We read as much as we could about the SVB situation and understood that, while they were under some pressure, they had enough assets to cover all deposits, just not all at once.
We faced a prisoner’s dilemma- a situation wherein individuals acting in their own best interest do not achieve the optimal outcome for the overall group. The optimal, least disruptive outcome in this situation would be achieved by avoiding a run on SVB. The question that Thursday was- what were others doing?
Weighing heavily was our upcoming payroll- our transfer was due to occur on Monday and it was larger than usual as we planned to pay out bonuses to recognize the work of our colleagues in 2022. I was also checking in on various chat groups and on social media and could sense the rising panic- it was like SVB was everything, everywhere all at once.
While we had missed the deadline for Thursday, we issued a transfer request to move cash to cover payroll that evening, hoping it would be executed on Friday morning, a few days early but ‘better to be safe than sorry’. There was no parallel universe where we could observe the consequences of making a different decision.
The reality was the run was well underway by Thursday afternoon and no transfer requests after 4pm Thursday would be processed. On Friday morning, our transfer request remained ‘in progress’ and mid-morning, we realized that it would be stalled in limbo for an indeterminate duration.
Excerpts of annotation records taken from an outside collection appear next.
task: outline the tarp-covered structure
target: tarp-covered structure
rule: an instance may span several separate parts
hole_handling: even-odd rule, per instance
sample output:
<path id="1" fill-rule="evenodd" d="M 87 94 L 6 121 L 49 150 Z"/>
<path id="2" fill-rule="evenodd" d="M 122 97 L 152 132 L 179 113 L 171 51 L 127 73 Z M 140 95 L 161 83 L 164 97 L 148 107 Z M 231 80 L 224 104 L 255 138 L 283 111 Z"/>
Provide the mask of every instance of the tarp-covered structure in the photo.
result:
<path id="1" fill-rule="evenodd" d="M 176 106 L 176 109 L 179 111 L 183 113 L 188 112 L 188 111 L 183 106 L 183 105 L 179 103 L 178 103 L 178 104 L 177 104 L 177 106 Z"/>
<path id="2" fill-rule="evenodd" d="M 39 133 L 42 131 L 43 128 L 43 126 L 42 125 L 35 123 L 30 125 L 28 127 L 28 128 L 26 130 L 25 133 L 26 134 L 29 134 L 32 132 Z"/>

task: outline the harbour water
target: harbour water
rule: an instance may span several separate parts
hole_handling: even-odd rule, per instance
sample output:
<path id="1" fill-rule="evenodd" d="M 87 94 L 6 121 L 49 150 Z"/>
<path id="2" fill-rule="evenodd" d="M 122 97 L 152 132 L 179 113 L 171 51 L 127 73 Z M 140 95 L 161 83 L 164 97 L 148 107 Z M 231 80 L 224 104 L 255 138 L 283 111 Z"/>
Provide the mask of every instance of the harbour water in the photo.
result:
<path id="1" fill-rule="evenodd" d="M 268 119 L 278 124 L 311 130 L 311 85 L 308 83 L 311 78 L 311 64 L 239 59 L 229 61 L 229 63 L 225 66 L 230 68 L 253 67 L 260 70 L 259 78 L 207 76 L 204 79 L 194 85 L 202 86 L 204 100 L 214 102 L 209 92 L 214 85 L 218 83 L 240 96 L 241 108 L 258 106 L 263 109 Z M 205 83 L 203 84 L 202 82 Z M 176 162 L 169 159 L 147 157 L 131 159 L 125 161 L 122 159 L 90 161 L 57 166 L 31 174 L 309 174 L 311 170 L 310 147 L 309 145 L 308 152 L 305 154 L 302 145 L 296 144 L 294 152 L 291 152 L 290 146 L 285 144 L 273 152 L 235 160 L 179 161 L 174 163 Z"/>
The internal team huddled on a call on Friday morning and we each shared what we learned from the external groups we were in discussions with. The overarching theme was ‘can this really be happening?’ SVB had been such a great partner to us and was a hub of our business operations- they provided our corporate credit cards and all payments flowed through our checking account with them. Having that hub collapse overnight was unfathomable.
Our external legal advisors were fantastic and were feeding us information as it became available. In addition to our determination to reassure our colleagues that they would be paid, the legal implications of potentially missing payroll made it an area of keen focus for us. Luckily, we had sufficient cash available in one of our long-term investment accounts.
BUT having the cash available outside of SVB and getting it transferred were two different things as all service providers were inundated with calls and transfer requests. Our CFO described it as having water but needing to re-direct the plumbing and all the plumbers were busy dealing with the same issues across thousands of companies.
Another challenge was thinking through how we would access the money in our sweep account- while it was off the SVB balance sheet, it was tethered to our SVB checking account so accessing that cash was going to be difficult.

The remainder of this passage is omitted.